How to Detect Edges using ConvNets

Originally posted Sept. 2, 2016


Convolutional neural networks (CNNs) are great for processing inputs having spatial structure - for example, images, where the input at pixel (17, 17) is closely related to the input at pixel (17, 18). CNNs work by taking a small detection region (for example, a 5 x 5 square), and scanning (convolving) that detector region over the entire image. The same detector is applied to the whole image, and so, a feature can be detected regardless of whether it appears in the center of the image, or the upper left corner of the image.

Let's figure out what happens at the edges of an image. We'll take a 100 x 100 pixel image as an example. When you scan with a 5 x 5 square, you end up with a 96 x 96 pixel image as output, because you can't scan the outermost 2 pixels of the image - at least, not without the detection region falling off the edge of the image. To fix this problem, many people will pad the image with zeros, so that you have an intermediate 104 x 104 image. The subsequent convolution then yields an output with dimensions 100 x 100. Padding allows a neural network to apply multiple convolutions without eroding the image to a single pixel. You might think that padding with zeros must introduce inaccuracies, but in practice, images tend to be centered properly and edge weirdnesses can be ignored.

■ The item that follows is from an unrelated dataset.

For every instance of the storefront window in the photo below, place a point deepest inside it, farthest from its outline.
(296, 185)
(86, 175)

But what if the entire image is important? Say... what if we have a 19x19 image that represents a Go board? Edge effects are extremely important here! We can't go blindly pretending that the edge is the same as the center, the same way most CNNs do.

The AlphaGo paper reveals the answer: add another input feature that consists entirely of ones! (An input feature is like the RGB channels of an image.)

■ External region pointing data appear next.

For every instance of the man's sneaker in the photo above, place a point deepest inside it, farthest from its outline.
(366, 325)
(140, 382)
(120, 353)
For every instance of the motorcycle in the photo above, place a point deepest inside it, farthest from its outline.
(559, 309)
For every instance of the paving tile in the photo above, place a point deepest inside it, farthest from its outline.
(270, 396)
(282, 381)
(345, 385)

An input channel consisting entirely of ones, when padded with zeros, becomes a perfect way to detect when you're close to an edge. Instead of having a detection region that is oblivious to edge effects, a detection region can specify its edge requirements by using an appropriate mask on the zero-padded ones plane.

The "Tell me how close I am to the edge!" mask

The above mask will yield 0 if passed over the center of the image, but as it approaches edges and corners, will yield anywhere between +5 and +16, depending on how close it is to a corner.

So there you have it: to give your CNN the ability to detect the edge of the image, simply add an input feature consisting entirely of ones!.